Aku mengangguk. Ya, Gissel benar. Aku tidak boleh menggantungkannya seperti ini. Aku harus segera mengerti perasaanku padanya.

♥♥ \(≧∇≦)/♥♥

 “Hai sekertarisku, ternyata kau sudah memiliki tunangan ya?” tanya Billy begitu ia masuk kelas dan duduk di sebelahku.
“Ehmm, mungkin lebih tepat jika dibilang calon. Ehh, kau tau darimana?” aku balik bertanya.
“Kau bodoh atau lupa? Bryan orang tenar di sini. Dan kabar tunangannya pasti cepat menyebar. Selamat, kau ikut tenar sekarang..” goda Billy.
“Cih, kau pikir aku ingin menjadi tenar seperti impianmu?”
“Haha.. Kau sangat mengerti diriku Pia. Kelak jika Bryan sudah lulus dan melepaskan jabatannya sebagai ketua OSIS, aku yang akan menggantikannya.”
“Terserahmu saja lah..”
“Ehh, aku ingin tau satu hal. Pernah dengar nama Pangeran Kodok di internet?”
“Pangeran Kodok?”
“Ya, di internet. Di dalam blogmu..”
“Blogku?”
Billy mengangguk.
Aku mencoba mengingat blog milikku. Baru semalam aku membukanya, seharusnya aku ingat. Ah, iya! Dia followersku. Dia juga yang paling aktif mengomentari semua tulisanku. Ah, apa dia Billy?
“Itu.. Kau?”
Billy mengangguk.
“Bagaimana kau tau itu blog milikku? Aku tidak menampilkan jati diriku yang sebenarnya di sana..” tanyaku heran.

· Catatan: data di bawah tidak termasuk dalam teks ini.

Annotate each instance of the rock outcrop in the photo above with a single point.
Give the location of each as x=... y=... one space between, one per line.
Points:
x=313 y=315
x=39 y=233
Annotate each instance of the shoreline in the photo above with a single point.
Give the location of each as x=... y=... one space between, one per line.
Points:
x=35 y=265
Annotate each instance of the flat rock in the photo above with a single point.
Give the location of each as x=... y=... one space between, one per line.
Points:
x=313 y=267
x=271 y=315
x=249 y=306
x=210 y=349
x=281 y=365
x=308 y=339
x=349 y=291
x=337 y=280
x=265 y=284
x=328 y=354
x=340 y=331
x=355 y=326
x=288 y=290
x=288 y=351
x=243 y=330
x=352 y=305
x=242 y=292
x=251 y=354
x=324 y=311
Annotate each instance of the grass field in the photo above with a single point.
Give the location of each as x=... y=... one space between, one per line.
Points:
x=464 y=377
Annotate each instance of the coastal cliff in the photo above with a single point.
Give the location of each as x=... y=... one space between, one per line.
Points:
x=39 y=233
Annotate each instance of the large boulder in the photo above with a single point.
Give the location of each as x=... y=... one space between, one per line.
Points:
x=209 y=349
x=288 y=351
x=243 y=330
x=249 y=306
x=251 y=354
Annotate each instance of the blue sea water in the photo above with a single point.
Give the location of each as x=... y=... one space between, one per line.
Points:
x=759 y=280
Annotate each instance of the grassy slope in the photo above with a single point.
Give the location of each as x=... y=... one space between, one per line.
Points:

“Foto yang kau gunakan adalah gambar Chibi Maruko Chan seperti yang menjadi gantungan tasmu. Di blog itu kau menggunakan nama Fredella, nama itu ada di semua alat tulismu yang kau gunakan sebagai penanda milikmu. Lalu di blog itu kau mencantumkan juga cerita-cerita yang belakangan ini kau alami di sekolah ini. Termasuk cerita tentangku. Blog itu betul milikmu kan?”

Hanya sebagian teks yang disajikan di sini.